Desde los atentados de 2001 en EEUU y ante el aumento de la seguridad en instalaciones militares y gubernamentales, "los militantes han dirigido su atención a objetivos más fáciles y vulnerables, en particular los hoteles", dijo la empresa, con sede en Texas.
"Al atacar un hotel internacional en una ciudad principal, los militantes pueden lograr el mismo tipo de mensaje contra Occidente que si atacaran una embajada.

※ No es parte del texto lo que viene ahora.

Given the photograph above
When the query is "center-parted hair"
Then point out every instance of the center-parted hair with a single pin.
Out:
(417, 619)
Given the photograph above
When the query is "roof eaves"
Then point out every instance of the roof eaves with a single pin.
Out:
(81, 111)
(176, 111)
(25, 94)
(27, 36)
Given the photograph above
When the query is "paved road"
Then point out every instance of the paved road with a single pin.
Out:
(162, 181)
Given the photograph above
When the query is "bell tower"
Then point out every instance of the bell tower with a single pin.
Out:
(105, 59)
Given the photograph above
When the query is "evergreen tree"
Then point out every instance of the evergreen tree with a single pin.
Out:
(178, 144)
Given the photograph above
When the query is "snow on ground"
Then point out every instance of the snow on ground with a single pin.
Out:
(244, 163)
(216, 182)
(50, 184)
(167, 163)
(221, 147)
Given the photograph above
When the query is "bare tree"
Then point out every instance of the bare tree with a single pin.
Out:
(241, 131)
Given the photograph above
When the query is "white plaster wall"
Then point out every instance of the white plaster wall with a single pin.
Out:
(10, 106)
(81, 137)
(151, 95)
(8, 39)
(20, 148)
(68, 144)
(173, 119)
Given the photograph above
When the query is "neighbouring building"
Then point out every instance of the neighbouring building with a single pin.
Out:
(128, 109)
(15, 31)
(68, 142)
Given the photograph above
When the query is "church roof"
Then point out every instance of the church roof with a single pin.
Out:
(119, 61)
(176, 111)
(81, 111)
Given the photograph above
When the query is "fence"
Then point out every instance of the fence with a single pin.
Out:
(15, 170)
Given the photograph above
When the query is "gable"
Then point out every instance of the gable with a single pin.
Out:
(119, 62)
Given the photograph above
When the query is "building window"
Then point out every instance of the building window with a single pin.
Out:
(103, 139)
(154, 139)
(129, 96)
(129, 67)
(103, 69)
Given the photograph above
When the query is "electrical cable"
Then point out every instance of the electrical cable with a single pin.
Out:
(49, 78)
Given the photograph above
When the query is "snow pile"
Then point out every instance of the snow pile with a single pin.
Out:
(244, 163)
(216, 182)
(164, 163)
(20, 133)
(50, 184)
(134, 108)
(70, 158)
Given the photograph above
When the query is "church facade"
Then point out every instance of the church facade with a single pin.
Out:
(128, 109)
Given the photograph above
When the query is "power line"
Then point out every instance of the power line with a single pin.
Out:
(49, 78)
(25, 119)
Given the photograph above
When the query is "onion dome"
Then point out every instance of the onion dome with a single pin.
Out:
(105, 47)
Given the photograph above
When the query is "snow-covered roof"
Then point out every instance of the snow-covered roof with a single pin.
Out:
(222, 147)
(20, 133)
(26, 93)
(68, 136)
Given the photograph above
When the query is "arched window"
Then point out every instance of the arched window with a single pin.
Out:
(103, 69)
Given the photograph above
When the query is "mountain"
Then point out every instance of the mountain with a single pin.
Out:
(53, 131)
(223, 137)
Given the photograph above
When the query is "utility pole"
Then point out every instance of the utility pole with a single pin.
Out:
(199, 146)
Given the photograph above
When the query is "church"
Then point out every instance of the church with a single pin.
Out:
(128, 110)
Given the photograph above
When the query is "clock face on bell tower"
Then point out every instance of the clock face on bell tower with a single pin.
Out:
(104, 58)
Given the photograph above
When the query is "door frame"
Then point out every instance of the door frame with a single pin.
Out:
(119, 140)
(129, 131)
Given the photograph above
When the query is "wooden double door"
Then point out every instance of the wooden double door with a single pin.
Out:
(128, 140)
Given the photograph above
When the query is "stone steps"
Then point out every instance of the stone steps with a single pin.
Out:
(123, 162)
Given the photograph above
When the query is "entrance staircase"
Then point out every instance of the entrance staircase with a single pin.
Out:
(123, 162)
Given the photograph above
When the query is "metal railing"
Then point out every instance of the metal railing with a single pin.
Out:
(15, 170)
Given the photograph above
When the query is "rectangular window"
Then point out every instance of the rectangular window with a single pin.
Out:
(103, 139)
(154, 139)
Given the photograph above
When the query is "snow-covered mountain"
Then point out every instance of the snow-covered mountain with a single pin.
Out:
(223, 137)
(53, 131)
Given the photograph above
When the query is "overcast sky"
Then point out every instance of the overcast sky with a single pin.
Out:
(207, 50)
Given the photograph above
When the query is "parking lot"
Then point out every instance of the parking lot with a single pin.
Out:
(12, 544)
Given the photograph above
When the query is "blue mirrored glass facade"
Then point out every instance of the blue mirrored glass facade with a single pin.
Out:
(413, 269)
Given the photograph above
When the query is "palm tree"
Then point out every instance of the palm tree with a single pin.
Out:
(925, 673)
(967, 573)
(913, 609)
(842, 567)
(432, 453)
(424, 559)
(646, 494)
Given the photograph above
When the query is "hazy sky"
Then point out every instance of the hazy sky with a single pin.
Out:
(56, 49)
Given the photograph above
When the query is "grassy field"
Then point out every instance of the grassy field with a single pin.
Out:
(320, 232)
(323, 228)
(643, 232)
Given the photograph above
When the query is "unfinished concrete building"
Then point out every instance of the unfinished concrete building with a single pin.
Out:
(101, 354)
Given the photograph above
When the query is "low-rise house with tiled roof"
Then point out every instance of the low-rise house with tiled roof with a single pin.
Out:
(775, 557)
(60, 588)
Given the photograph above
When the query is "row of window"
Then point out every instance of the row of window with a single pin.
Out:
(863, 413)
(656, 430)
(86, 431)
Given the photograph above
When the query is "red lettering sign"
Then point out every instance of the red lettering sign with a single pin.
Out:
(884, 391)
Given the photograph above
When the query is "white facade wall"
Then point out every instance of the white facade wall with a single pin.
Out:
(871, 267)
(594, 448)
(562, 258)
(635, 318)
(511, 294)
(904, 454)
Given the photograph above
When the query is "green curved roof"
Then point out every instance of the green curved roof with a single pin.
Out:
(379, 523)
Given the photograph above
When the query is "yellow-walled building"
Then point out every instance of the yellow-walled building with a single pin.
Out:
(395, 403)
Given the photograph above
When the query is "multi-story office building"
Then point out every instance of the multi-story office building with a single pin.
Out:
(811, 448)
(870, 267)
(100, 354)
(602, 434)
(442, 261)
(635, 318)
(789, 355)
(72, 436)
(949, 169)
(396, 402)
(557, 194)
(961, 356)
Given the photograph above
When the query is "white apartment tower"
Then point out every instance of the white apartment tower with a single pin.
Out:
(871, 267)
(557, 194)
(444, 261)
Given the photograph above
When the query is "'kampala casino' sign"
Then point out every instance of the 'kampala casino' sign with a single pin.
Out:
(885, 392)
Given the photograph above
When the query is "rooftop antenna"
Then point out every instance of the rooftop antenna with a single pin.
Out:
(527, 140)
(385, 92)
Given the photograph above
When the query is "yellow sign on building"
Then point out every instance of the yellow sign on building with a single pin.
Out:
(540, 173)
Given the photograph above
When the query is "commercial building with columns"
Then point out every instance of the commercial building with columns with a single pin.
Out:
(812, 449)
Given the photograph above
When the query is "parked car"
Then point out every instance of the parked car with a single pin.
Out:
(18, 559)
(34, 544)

Los hoteles con frecuencia están repletos de empresarios, diplomáticos y funcionarios de inteligencia de Occidente", dijo el informe titulado "Amenaza militante contra los hoteles".
El número de ataques contra hoteles se ha más que duplicado desde los atentados del 11 de septiembre de 2001, en comparación con los ocho años que le precedieron, mientras que el número de muertes y heridos por culpa de esos ataques se ha incrementado por seis en ese mismo período (1993 a 2001), según el informe.
Según STRATFOR, grupos como Al Qaeda han evolucionado de una organización altamente centralizada con "metas globales" a un "modelo amorfo de franquicias regionales con metas locales y un fuerte apoyo de las bases".
Esa transformación, añade el análisis, ha permitido el surgimiento de grupos locales menos profesionales con menos capacitación y fondos que, aunque incapaces de atacar grandes objetivos, pueden atacar objetivos más "blandos" como los hoteles.
Es que los hoteles son la "quintaesencia" de objetivos relativamente fáciles: ocupan un lugar fijo, tienen mínimos perímetros de vigilancia del tránsito de vehículos y personas y, junto con sus actividades diarias, crean las condiciones perfectas para ocultar los planes y preparativos de los extremistas.
El informe cita como ejemplos, entre otros, ataques contra hoteles en Amman (Jordania) y Sharm el-Sheikh (Egipto) en 2005, los ocurridos en Mombai (India) en noviembre de 2008 y en Yakarta en julio pasado.
El método más recurrido para atacar hoteles, indicó el informe de STRATFOR, es el uso de artefactos explosivos caseros, ya sea lanzados con un automóvil, plantados con anterioridad o portados por un militante suicida en un sitio público.
El cambio de estrategia y táctica no necesariamente significa que estos grupos no representen un peligro a la seguridad ciudadana, advirtió el informe, publicado en la página "www.stratfor.com".
La empresa afirma que aunque en general los propietarios y gerentes de los hoteles se han mostrado renuentes a adoptar mayores medidas de seguridad que puedan causar mayores costos e inconveniencia para los clientes.
Sin embargo, la empresa recomienda que los hoteles primero evalúen los riegos a un ataque y tomen medidas como la contratación y mayor visibilidad de guardias de seguridad, el uso de cámaras de vigilancia o barreras de cemento, como maceteros, para impedir el paso de vehículos.